# TIPS ON ACHIEVING A CUT 8-PACK OF FABULOUS ABS



## QueenofSquats (Jul 25, 2003)

Guys & Gals,
I am starting this thread on gaining more insight on one of the most desired aspect of leaness...GREAT ABS. 


ALL TIPS WELCOME WITH OPEN ARMS      

FEW OF MY TIPS ARE:
TRAIN ABS TWICE A WEEK....QUALITY NOT QUATITY 

EAT A DIET LOW IN SODIUM & DRINK LOADS OF WATER 

DO YOUR CARDIO 

KEEP CALORIES IN NEGATIVE BALANCE TO REDUCE FAT ALL OVER, EVETUALLY FROM ABS TOO...PATIENCE


----------



## PB&J (Jul 25, 2003)

Train with weights too, muscles burn lots of cals. They make the body more shapely too. Diet, Diet diet, diet, diet. Did I mention diet? Low carb works great.

Good Luck Queen.


----------



## ashbash (Jul 25, 2003)

how long does it take for ab deffinition to show up considering you do enough cardio and are eating right?


----------



## Arnold (Jul 25, 2003)

Obviously it depends on the individual, but at around 12% bf abs start to show, this is different depending on where you carry your bf, most females carry the majority in their bf in the thighs/butt, where as males carry in the mid-section.

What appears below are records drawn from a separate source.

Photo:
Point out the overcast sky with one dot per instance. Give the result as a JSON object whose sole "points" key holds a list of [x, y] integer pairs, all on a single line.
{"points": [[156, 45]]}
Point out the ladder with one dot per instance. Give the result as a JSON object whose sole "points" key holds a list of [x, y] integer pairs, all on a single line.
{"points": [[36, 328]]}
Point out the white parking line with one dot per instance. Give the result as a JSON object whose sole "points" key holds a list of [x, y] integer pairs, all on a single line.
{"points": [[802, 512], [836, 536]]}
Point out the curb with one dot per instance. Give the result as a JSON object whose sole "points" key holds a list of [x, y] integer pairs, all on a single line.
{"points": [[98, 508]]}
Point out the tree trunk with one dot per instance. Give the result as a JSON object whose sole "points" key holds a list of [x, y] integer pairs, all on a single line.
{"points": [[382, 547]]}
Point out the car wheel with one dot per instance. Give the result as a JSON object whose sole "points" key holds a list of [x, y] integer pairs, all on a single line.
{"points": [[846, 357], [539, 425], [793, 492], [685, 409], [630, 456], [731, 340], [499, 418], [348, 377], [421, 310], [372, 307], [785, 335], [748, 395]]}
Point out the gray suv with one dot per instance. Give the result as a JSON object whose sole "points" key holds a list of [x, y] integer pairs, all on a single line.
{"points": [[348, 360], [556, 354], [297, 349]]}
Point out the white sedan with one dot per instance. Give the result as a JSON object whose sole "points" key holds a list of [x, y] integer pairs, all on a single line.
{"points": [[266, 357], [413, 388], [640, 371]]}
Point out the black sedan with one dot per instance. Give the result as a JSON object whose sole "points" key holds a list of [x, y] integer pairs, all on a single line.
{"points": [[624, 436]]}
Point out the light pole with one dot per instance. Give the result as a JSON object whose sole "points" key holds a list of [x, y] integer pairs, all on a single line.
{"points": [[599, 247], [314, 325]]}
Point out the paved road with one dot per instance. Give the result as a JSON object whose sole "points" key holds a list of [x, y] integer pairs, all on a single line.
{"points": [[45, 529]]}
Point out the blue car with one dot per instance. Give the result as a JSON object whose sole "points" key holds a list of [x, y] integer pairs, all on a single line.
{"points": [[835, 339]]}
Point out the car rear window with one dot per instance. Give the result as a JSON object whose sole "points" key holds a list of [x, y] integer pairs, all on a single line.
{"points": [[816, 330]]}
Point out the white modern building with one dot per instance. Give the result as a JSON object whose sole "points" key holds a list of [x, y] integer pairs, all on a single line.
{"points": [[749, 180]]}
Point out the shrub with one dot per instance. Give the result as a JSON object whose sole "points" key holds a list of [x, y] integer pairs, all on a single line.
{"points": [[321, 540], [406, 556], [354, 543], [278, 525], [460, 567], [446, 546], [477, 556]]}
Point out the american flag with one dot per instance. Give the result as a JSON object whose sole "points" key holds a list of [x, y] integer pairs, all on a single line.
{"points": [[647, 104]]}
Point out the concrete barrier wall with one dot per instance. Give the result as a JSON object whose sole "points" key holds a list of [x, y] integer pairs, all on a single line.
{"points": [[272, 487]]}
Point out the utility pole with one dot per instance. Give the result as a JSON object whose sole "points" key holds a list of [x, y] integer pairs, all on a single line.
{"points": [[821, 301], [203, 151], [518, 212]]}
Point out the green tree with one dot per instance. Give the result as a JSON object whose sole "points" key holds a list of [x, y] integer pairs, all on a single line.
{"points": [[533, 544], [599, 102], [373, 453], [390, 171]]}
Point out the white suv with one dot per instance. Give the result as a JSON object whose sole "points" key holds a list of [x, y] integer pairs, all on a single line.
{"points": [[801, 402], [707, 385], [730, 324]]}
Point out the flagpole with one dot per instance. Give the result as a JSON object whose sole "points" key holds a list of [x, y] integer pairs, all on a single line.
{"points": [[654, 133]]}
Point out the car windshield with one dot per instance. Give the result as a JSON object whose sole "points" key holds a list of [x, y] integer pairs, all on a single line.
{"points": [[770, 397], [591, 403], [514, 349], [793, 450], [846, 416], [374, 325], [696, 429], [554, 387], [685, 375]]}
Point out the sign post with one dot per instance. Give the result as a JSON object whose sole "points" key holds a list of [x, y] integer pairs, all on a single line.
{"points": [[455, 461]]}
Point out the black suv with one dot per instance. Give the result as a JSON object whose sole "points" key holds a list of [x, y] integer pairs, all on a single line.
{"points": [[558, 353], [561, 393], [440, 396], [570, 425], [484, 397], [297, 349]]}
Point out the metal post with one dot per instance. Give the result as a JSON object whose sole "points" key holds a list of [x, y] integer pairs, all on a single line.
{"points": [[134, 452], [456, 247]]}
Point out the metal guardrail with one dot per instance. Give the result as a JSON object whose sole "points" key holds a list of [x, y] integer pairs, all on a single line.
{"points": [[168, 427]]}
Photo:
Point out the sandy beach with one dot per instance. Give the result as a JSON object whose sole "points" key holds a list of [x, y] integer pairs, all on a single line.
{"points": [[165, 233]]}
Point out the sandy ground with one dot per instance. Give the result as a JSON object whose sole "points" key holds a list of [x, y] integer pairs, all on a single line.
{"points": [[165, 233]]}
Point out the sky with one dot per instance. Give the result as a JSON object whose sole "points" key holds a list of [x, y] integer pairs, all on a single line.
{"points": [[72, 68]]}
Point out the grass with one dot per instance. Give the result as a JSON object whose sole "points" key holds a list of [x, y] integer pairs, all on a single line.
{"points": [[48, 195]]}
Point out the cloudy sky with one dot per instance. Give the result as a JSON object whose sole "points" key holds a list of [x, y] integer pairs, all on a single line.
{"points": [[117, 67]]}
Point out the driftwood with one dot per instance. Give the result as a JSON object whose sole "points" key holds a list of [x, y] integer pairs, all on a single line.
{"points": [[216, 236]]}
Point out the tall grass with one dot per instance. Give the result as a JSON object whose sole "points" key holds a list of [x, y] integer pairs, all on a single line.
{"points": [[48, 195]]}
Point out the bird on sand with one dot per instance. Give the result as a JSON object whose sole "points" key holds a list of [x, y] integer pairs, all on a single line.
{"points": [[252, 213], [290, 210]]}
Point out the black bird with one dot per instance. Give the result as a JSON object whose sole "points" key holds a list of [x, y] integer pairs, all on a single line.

as far as duration, it all depends on where you're starting, if you are at 30% bf and the next guy/gal is at 15% bf obviously the time frame will be shorter for the person that is leaner to start.

btw, cardio is not a necessity, you can get lean without cardio.


----------



## ashbash (Jul 25, 2003)

well Im at 23% body fat now and would love to get it lower.  I am playing soccer in college but for as long as i've played and trained I have really never seen deffinition and i would love to. what are other ways to burn body fat other than cardio?


----------



## Lean_Physique16 (Jul 25, 2003)

Prince, not everyone is gifted with the amazing genetics you no doubt have, but for the majority of us, cardio is a neccesity along with good dieting.  That is the only way to get a six pack.  By proper dieting and cardio several times a week.  There is no doubt that you can get slimmer with just diet(I did exactly that) but my six-pack only showed after I started running.


----------



## gr81 (Jul 25, 2003)

> _*Originally posted by Lean_Physique16 *_
> Prince, not everyone is gifted with the amazing genetics you no doubt have, but for the majority of us, cardio is a neccesity along with good dieting.  That is the only way to get a six pack.  By proper dieting and cardio several times a week.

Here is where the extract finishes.